What we know religiously is what we are committed to as if it were true, because it is true for us. What are the basics of this truth that hopefully we are living by?

The Dalai Lama says that compassion, the alleviation of suffering was Buddha’s driving passion, and Karen Armstrong, historian of the great religions, writes that all the main world religions lifted up compassion as the ethical core. I don’t think it’s unwarranted skepticism that makes me ask, why in the world isn't there more evidence of that? Why do the religions we have known best seem better at separating the sheep from the goats, and what did goats ever do to earn that negative? In that time-worn distinction, the sheep are those loved and tended by the good shepherd and the goats are the rejected. Jesus, take that put-down of the goats back!
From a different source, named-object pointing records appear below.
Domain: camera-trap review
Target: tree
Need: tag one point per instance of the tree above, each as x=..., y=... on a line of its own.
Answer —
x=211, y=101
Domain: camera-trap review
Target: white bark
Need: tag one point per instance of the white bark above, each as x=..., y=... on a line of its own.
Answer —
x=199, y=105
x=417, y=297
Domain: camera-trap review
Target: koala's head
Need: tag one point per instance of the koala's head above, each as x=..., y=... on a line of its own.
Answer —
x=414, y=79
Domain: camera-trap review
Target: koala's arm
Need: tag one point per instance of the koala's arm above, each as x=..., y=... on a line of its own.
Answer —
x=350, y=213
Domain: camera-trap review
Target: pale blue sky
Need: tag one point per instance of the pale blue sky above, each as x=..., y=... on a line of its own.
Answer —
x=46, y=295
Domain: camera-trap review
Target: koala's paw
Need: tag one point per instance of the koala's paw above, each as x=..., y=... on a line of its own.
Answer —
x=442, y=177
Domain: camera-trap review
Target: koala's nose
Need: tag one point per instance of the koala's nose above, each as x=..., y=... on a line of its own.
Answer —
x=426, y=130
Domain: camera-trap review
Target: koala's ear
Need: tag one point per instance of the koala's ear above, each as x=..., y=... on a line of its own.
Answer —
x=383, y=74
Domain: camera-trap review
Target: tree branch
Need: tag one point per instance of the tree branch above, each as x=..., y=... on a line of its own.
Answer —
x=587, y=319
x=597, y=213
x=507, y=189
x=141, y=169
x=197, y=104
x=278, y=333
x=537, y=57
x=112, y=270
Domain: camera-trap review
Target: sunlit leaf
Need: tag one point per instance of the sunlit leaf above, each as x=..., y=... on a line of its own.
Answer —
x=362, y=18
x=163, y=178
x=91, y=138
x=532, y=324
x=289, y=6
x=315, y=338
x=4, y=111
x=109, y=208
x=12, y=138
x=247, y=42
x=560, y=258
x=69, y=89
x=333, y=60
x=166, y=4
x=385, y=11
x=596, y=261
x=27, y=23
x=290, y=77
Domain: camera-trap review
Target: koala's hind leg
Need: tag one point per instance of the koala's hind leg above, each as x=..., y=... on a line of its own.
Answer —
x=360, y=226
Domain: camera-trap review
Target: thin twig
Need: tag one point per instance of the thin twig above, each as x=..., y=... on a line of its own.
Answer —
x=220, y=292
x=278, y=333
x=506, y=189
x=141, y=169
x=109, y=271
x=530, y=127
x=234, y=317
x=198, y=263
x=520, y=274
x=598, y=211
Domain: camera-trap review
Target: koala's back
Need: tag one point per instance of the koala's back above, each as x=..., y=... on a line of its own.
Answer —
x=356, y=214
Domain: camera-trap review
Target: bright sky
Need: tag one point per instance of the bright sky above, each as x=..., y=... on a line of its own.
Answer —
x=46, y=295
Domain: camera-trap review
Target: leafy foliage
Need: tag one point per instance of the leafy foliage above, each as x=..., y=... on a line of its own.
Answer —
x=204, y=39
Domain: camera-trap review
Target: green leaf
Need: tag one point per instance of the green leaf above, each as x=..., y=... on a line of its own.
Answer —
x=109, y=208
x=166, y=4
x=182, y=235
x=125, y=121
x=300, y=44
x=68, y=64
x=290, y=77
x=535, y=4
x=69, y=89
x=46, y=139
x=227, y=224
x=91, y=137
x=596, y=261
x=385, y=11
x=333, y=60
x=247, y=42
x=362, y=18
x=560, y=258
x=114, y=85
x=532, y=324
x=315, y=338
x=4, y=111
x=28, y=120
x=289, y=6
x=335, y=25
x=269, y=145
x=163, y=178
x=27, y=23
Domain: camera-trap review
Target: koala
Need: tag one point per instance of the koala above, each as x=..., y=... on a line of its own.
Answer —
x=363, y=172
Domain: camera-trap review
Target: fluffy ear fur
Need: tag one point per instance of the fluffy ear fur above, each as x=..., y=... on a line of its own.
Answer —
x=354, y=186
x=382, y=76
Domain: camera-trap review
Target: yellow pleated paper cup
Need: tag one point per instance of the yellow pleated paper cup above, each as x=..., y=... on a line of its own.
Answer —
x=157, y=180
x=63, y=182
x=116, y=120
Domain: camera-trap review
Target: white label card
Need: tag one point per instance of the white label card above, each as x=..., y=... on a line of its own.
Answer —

As alike as we all are, and scientists say our DNA is about 99% the same, and our DNA is even about 98% the same as the animal world, as alike as we all are, humans seem to need to fix on differences. And differences, minuscule in the scheme, the DNA of things, can be used to use and abuse, to put down goats or people for just being who they are.

We UUs say we believe in the inherent dignity of all people. Do we really treat each other as if we know that to be true because we want it to be true and are committed to it?

A little humility about how much we actually do know is a good thing, and hopefully opens us up to learning a little more. But more than one author has written, we know enough to live committed lives, lives committed to the truth, like the dignity of all. The problem isn’t the knowing but the commitment. We are against putting down and separating out, even goats.  Amen.

I Don't Know, a sermon delivered by the Rev. Bob MacDonald at 1stUUPB, Sep 7, 2014.